How Lyme disease bacteria spread through the body
Researchers have developed a live-cell-imaging-based system that provides molecular and biomechanical insights into how Lyme disease bacteria latch onto and move along the inside surface of blood vessels to reach key destinations in the body where they may be able to persist longer and avoid treatment. Ironically, the same strategies that these bacteria use to spread through the body are also used by immune cells to protect against infectious disease. The study appears August 25 in Cell Reports.
"There is very little known about the biomechanics of bacterial-vascular interactions, even though understanding this is really important for understanding how bacteria spread through the body via the cardiovascular system, and for developing methods to block bacterial dissemination," says senior study author Tara Moriarty of the University of Toronto. "Our in vitro live-cell-imaging-based system will permit more efficient dissection of the underlying interaction mechanisms and more rapid screening for inhibitors of bacterial-endothelial interactions and dissemination."
Moriarty and her team developed a flow chamber system and real-time tracking methods that enabled microscopy analysis of bacterial interactions with human endothelial cells lining the surface of blood vessels. Using genetically modified strains of the Lyme disease bacterium (Borrelia burgdorferi), the researchers discovered that a cell-surface adhesion protein called BBK32 plays an important role in stabilizing and strengthening bacterial-vascular interactions under flow. By calculating the displacement of bacteria from the endothelial cells, the researchers also found that the microbes use bungee-cord-like tethers to stabilize and strengthen these bonds.
Using their imaging-based system, the researchers went on to discover that bacteria move along endothelial surfaces under flow by transferring mechanical load along a series of successively formed and broken bonds. Similar to children swinging on monkey bars, the bacteria transferred force from one bond to the next without fully detaching, slowing down every time they established a new bond and accelerating when they broke a bond and transitioned to the next one. This repeating cycle allowed the bacteria to stably move over the endothelial surface at a constant overall speed, similar to the way immune cells called leukocytes move through blood vessels.
Additional calculations revealed that the propulsive force generated by bacterial motility is stronger than the forces imposed on bacteria by flow, suggesting that the microbes may use rotating internal structures called flagella to actively migrate along blood vessel walls and exit the vasculature to reach specific tissues, even under the force conditions generated by blood flow. The entire process is similar to humans swimming down a river, using their legs to move toward trees lining the bank, grabbing onto a series of branches to slow down, and eventually pulling on the branches while kicking to exit the river and reach dry land.
"The ability of Lyme disease bacteria to disseminate using the network of rivers and streams provided by the bloodstream, and the ability to catch onto the banks of these rivers and streams, would likely be very important for spreading throughout the body, because they can overcome the barrier to dissemination caused by blood flow," says first author Rhodaba Ebady of the University of Toronto. "It's likely that this property helps the bacteria get to sites where they might be able to persist longer, and this property might therefore make it harder to treat infections caused by these bacteria."
The findings also suggest that drugs targeting BBK32 or as-yet-unidentified endothelial receptors could help to prevent or slow down the spread of Lyme disease bacteria to joints, the heart and the nervous system, thereby eliminating or reducing the severity of symptoms such as arthritis, heart inflammation, facial paralysis, and nerve pain. Because BBK32-like proteins are also produced by pathogens such as Staphylococcus aureus and Streptococcus pyogenes as well as certain Borrelia species, the findings could also be relevant to other serious conditions caused by blood-borne spread of bacteria, including pneumonia, relapsing fever, and inflammation affecting the heart, bones, and nervous system. Moreover, currently available drugs that inhibit leukocyte-vascular interactions for the treatment of autoimmune and inflammatory diseases could potentially be repurposed for Lyme disease and potentially other infectious diseases.

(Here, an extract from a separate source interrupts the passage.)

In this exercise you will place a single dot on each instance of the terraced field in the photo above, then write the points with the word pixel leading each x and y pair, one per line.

In future studies, the researchers will attempt to identify the endothelial receptors that BBK32 interacts with, assess the biomechanical role of bacterial flagella in vascular interactions and dissemination, and try to determine how bacteria target specific endothelia associated with different tissues. More broadly, their cell-imaging approach could be used to study how other pathogens spread through the body. "We really hope that other labs can use some of the approaches we've established to study other bugs and will be glad to help other groups do this," Moriarty says. "There's so much to do, and all we've seen so far is the very tip of the iceberg."